-4

Basically, my data is grouped by days with an inconsistent number of rows in between:

16-Oct-16
Name1
Name2
Name3
17-Oct-16
Name1
Name2
Name3
Name4
Name5
19-Oct-16

etc.

I need to be able to grab the group data and apply it to the child records. The expected result should look as follows:

Name1   16-Oct-16
Name2   16-Oct-16
Name3   16-Oct-16
Name1   17-Oct-16
Name2   17-Oct-16
Name3   17-Oct-16
Name4   17-Oct-16
Name5   17-Oct-16

I'm using data.table but currently I can't think of any way other than a loop.

The following script generates the kind of dataset I'm looking at:

data.table(c('October 16, 2016', paste0('Name',1:4),
             'October 17, 2016', paste0('Name',1:12),
             'October 20, 2016', paste0('Name',1:2),
             'October 25, 2016', paste0('Name',1:6)))

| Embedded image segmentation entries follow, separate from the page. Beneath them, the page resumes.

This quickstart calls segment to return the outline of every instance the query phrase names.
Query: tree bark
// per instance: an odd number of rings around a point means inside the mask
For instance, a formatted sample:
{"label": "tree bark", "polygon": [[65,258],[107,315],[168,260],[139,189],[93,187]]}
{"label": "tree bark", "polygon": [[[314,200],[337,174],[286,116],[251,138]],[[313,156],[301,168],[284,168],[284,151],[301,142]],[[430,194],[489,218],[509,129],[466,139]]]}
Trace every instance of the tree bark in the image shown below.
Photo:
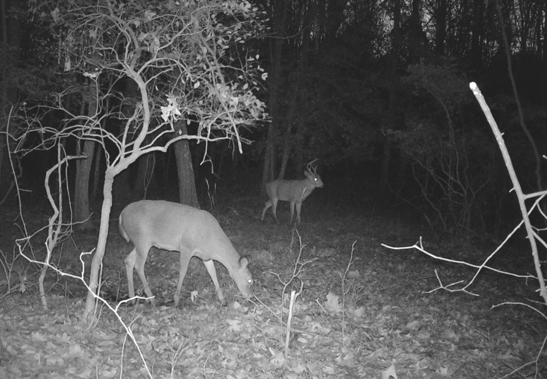
{"label": "tree bark", "polygon": [[[186,124],[179,121],[177,126],[183,134],[188,134]],[[174,156],[178,173],[178,194],[181,204],[200,208],[196,193],[196,181],[194,176],[192,157],[188,141],[182,139],[174,143]]]}
{"label": "tree bark", "polygon": [[380,194],[385,194],[388,187],[389,177],[389,167],[391,165],[391,134],[389,132],[395,127],[395,96],[397,93],[397,70],[399,64],[399,49],[400,46],[401,35],[400,28],[400,0],[395,0],[393,4],[393,29],[392,31],[392,50],[390,57],[391,83],[389,94],[389,112],[391,116],[391,122],[389,123],[389,129],[384,134],[383,153],[382,157],[382,168],[380,172]]}
{"label": "tree bark", "polygon": [[[77,226],[80,230],[86,230],[91,227],[89,216],[89,175],[91,171],[93,161],[93,151],[95,149],[94,141],[86,140],[84,142],[83,155],[85,158],[76,162],[76,183],[74,195],[74,221],[80,222]],[[84,221],[86,220],[86,221]]]}
{"label": "tree bark", "polygon": [[137,162],[138,167],[135,182],[135,192],[139,199],[144,199],[155,168],[154,153],[141,156]]}
{"label": "tree bark", "polygon": [[273,20],[274,33],[276,37],[271,42],[270,80],[270,112],[271,122],[268,126],[267,135],[266,139],[266,149],[264,151],[264,165],[262,171],[262,185],[261,191],[265,191],[266,183],[274,180],[275,168],[276,154],[275,141],[277,137],[277,131],[280,127],[281,115],[280,114],[279,102],[281,83],[281,60],[283,55],[283,43],[285,36],[285,23],[288,10],[288,0],[277,0],[270,3],[271,8],[268,10],[269,14]]}

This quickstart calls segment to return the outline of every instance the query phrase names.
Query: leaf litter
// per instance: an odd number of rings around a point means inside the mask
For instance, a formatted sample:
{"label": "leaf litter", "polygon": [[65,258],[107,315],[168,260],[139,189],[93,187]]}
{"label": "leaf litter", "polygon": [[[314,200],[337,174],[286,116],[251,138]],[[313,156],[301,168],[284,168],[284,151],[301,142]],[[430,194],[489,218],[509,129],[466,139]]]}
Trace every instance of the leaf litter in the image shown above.
{"label": "leaf litter", "polygon": [[[296,254],[282,247],[290,244],[280,241],[282,229],[254,228],[238,243],[257,252],[253,272],[263,304],[232,296],[221,306],[211,291],[177,309],[120,309],[154,378],[500,377],[539,351],[545,325],[529,312],[491,310],[497,301],[487,297],[422,293],[434,280],[416,278],[426,277],[435,263],[419,256],[385,251],[358,235],[355,260],[344,277],[352,241],[330,225],[321,233],[315,229],[321,238],[304,247],[307,258],[319,260],[298,278],[304,291],[295,304],[285,356],[288,305],[278,279],[265,273],[290,276]],[[370,234],[370,228],[363,230]],[[266,246],[253,246],[253,233],[261,234],[254,240]],[[272,243],[276,251],[266,253]],[[147,266],[149,276],[154,270]],[[176,272],[171,273],[172,282]],[[235,293],[226,273],[219,276]],[[206,280],[200,278],[211,287]],[[48,301],[46,311],[36,297],[19,294],[0,304],[0,378],[148,377],[132,342],[106,309],[88,328],[77,317],[82,299],[50,294]]]}

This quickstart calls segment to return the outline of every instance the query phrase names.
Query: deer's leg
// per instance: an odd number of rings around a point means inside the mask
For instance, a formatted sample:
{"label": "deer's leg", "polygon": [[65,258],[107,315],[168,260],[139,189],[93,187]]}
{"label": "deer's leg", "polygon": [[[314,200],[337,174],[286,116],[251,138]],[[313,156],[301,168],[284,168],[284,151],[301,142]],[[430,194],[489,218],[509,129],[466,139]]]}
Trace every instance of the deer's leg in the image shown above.
{"label": "deer's leg", "polygon": [[127,289],[129,291],[130,299],[135,295],[135,289],[133,283],[133,269],[135,267],[136,260],[137,250],[133,248],[124,260],[125,263],[125,272],[127,274]]}
{"label": "deer's leg", "polygon": [[220,286],[218,284],[218,279],[217,279],[217,270],[214,269],[214,262],[213,262],[213,259],[203,260],[203,262],[205,268],[207,269],[207,271],[209,273],[209,276],[213,280],[213,283],[214,285],[215,289],[217,290],[217,295],[218,296],[218,299],[222,301],[224,299],[224,295],[222,293],[222,290],[220,289]]}
{"label": "deer's leg", "polygon": [[[130,297],[135,296],[135,289],[133,287],[133,267],[137,271],[139,277],[141,278],[141,281],[142,282],[142,285],[144,287],[144,293],[149,298],[154,296],[152,291],[150,290],[148,281],[146,280],[146,276],[144,275],[144,264],[146,263],[146,259],[148,257],[148,251],[150,247],[152,246],[149,245],[137,243],[135,245],[133,251],[125,258],[125,269],[127,273],[127,286],[129,287]],[[154,299],[150,299],[150,303],[153,306],[156,306],[156,301]]]}
{"label": "deer's leg", "polygon": [[[290,224],[292,224],[293,223],[293,216],[294,216],[294,204],[295,204],[294,202],[290,202],[290,221],[289,223]],[[296,208],[296,210],[297,210],[297,212],[298,212],[297,213],[297,216],[298,216],[298,217],[299,218],[300,218],[300,212],[298,211],[298,205],[296,205],[296,207],[297,207]]]}
{"label": "deer's leg", "polygon": [[275,221],[278,224],[279,223],[279,220],[277,220],[277,202],[279,199],[277,198],[274,198],[272,199],[272,212],[274,212],[274,218],[275,218]]}
{"label": "deer's leg", "polygon": [[177,289],[174,291],[174,307],[178,306],[178,303],[181,301],[181,289],[182,288],[182,281],[186,276],[186,272],[188,270],[188,263],[190,263],[190,259],[192,257],[192,254],[190,253],[187,249],[181,249],[181,258],[179,260],[178,266],[178,283],[177,283]]}
{"label": "deer's leg", "polygon": [[296,203],[296,222],[300,223],[300,208],[302,208],[302,203]]}
{"label": "deer's leg", "polygon": [[266,202],[265,204],[266,204],[266,206],[265,206],[264,209],[262,210],[262,216],[260,217],[261,221],[264,221],[264,215],[266,214],[266,211],[268,210],[268,208],[269,208],[270,206],[272,206],[272,202],[269,200]]}

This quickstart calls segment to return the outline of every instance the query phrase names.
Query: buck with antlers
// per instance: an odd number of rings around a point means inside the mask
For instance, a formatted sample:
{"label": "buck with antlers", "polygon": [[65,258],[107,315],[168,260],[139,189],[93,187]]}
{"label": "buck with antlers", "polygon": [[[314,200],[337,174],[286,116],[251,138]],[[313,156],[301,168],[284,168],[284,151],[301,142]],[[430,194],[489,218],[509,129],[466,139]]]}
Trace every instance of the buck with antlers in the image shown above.
{"label": "buck with antlers", "polygon": [[266,183],[266,192],[268,194],[270,199],[266,202],[266,206],[262,211],[262,217],[260,221],[264,220],[266,211],[270,206],[275,221],[279,223],[277,215],[277,202],[289,202],[290,205],[290,223],[293,222],[293,216],[294,215],[294,206],[296,207],[296,222],[300,222],[300,208],[302,207],[302,202],[311,193],[316,187],[322,187],[323,182],[321,178],[316,173],[317,165],[313,163],[317,159],[314,159],[307,164],[307,169],[304,171],[306,179],[304,180],[284,180],[278,179]]}

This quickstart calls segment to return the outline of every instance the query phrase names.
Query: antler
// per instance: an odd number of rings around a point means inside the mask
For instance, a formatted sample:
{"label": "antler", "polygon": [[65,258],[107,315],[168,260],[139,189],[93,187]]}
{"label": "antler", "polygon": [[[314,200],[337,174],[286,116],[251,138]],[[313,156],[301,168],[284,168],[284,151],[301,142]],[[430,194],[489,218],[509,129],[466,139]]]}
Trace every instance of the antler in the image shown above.
{"label": "antler", "polygon": [[[316,158],[315,159],[307,164],[307,170],[312,173],[313,175],[315,175],[315,171],[317,169],[317,165],[313,164],[313,163],[318,159],[318,158]],[[312,171],[312,170],[313,170],[313,171]]]}

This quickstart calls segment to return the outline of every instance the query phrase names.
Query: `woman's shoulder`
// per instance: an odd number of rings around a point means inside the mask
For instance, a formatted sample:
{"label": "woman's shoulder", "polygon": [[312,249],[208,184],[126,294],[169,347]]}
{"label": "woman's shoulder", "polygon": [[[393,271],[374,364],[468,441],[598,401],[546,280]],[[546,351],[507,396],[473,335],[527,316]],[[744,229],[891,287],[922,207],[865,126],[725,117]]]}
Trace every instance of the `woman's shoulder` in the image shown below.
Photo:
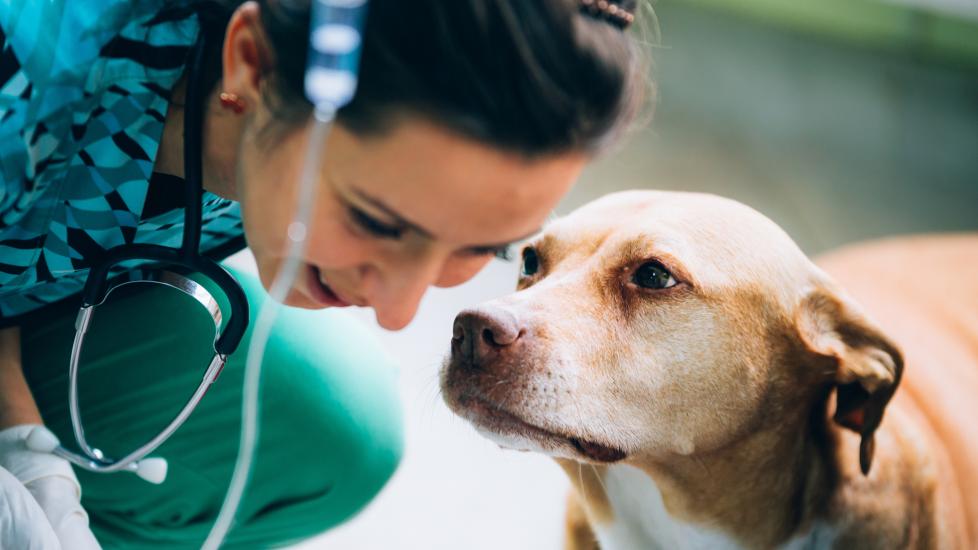
{"label": "woman's shoulder", "polygon": [[0,39],[8,66],[0,76],[9,83],[16,72],[20,80],[13,90],[0,88],[0,107],[23,100],[29,86],[34,100],[31,118],[43,120],[120,82],[172,85],[183,71],[186,50],[198,27],[189,10],[179,17],[160,17],[160,13],[181,4],[172,0],[0,2]]}

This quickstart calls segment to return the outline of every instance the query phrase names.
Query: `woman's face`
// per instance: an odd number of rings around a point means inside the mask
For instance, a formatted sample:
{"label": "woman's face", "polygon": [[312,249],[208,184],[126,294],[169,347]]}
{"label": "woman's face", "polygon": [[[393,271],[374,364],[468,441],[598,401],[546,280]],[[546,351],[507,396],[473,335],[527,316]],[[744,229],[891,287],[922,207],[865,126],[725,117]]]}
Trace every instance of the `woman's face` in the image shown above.
{"label": "woman's face", "polygon": [[[309,133],[270,142],[246,129],[238,151],[245,234],[266,289],[286,255]],[[461,284],[535,233],[586,160],[527,160],[420,118],[373,137],[334,125],[286,303],[372,307],[381,326],[403,328],[430,285]]]}

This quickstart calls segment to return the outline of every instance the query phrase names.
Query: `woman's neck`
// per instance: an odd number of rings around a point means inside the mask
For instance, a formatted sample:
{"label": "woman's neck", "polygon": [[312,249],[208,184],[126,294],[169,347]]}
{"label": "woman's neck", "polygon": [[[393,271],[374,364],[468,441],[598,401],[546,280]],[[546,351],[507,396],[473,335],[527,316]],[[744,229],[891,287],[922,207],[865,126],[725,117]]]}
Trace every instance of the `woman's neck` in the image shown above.
{"label": "woman's neck", "polygon": [[[173,87],[170,106],[163,124],[163,136],[156,154],[154,172],[178,177],[184,174],[184,106],[186,105],[186,78]],[[235,166],[238,145],[244,129],[244,117],[230,114],[220,108],[218,92],[204,100],[203,135],[203,187],[226,199],[237,200]]]}

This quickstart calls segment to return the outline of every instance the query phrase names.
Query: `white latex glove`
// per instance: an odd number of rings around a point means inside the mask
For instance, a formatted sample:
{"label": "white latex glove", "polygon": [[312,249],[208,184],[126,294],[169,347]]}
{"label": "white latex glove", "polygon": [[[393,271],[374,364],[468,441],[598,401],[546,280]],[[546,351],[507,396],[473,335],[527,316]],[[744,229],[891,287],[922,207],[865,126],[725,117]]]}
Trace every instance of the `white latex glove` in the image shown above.
{"label": "white latex glove", "polygon": [[60,550],[44,510],[19,479],[0,468],[0,548]]}
{"label": "white latex glove", "polygon": [[[88,514],[81,506],[81,485],[71,464],[53,454],[32,451],[24,444],[28,434],[37,427],[26,424],[0,431],[0,467],[9,471],[34,497],[47,516],[49,528],[61,542],[60,548],[101,549],[88,528]],[[12,519],[20,521],[17,517]],[[8,546],[0,544],[0,547]]]}

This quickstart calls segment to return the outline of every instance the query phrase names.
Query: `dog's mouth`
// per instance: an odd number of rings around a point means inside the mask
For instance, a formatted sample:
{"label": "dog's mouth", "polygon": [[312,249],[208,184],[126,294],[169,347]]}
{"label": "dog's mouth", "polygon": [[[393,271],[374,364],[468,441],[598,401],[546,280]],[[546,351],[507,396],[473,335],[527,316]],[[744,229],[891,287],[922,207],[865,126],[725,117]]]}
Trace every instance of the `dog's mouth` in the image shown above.
{"label": "dog's mouth", "polygon": [[531,424],[519,415],[482,397],[460,398],[459,404],[465,410],[464,416],[470,422],[499,435],[523,437],[549,447],[570,447],[577,454],[593,462],[618,462],[628,456],[628,453],[616,447]]}

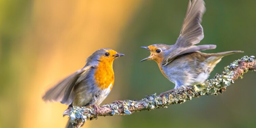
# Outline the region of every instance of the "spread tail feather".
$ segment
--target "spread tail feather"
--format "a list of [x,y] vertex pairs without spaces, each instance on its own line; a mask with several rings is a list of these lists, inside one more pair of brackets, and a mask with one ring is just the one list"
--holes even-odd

I just want to copy the appropriate date field to each name row and end up with a tidy dataset where each row has name and date.

Uwe
  • 41,420
  • 11
  • 90
  • 134
Trent Baur
  • 95
  • 1
  • 9
  • How do you get this data at first in real worlds ? This sounds like àwk`could be the perfect tool to arrange your dataset before loading it into R – Tensibai Oct 31 '16 at 14:40
  • Could you please be more precise in your example data and what your expected outcome is? For guielines on how to improve your question, see [ask] and [how to give a reproducible example](http://stackoverflow.com/questions/5963269) – Jaap Oct 31 '16 at 15:17
  • a [reproducible](https://stackoverflow.com/questions/5963269/how-to-make-a-great-r-reproducible-example) example would help. – Henk Oct 31 '16 at 15:18
  • The sample data you are showing and the script to generate them should be consistent. Now, they are using two different date formats. – Uwe Oct 31 '16 at 16:10

2 Answers2

2

There is a data.table solution I have used in similar situations. (I've tested with data.table version 1.9.7. but it should work also with the CRAN version 1.9.6)

Read Data

library(data.table)

dt <- fread("16-Oct-16
            Name1
            Name2
            Name3
            17-Oct-16
            Name1
            Name2
            Name3
            Name4
            Name5
            19-Oct-16",
            header = FALSE)
print(dt)
           V1
 1: 16-Oct-16
 2:     Name1
 3:     Name2
 4:     Name3
 5: 17-Oct-16
 6:     Name1
 7:     Name2
 8:     Name3
 9:     Name4
10:     Name5
11: 19-Oct-16

Last observation carried forward

The group headers are dates. So I used the dmy function of the lubridate package to coerce them to date format where possible. For lines which aren't formatted as dates dmy creates NA. Using na.locf from package zoo the last non-NA observation is carried forward. Both operations can be combined in a one-liner:

dt[, day := zoo::na.locf(lubridate::dmy(V1))]
print(dt)
           V1        day
 1: 16-Oct-16 2016-10-16
 2:     Name1 2016-10-16
 3:     Name2 2016-10-16
 4:     Name3 2016-10-16
 5: 17-Oct-16 2016-10-17
 6:     Name1 2016-10-17
 7:     Name2 2016-10-17
 8:     Name3 2016-10-17
 9:     Name4 2016-10-17
10:     Name5 2016-10-17
11: 19-Oct-16 2016-10-19

(I guess there is a faster version using rolling joins instead of na.locf.)

Remove group header lines

To remove the group headers we need to keep a temporary column.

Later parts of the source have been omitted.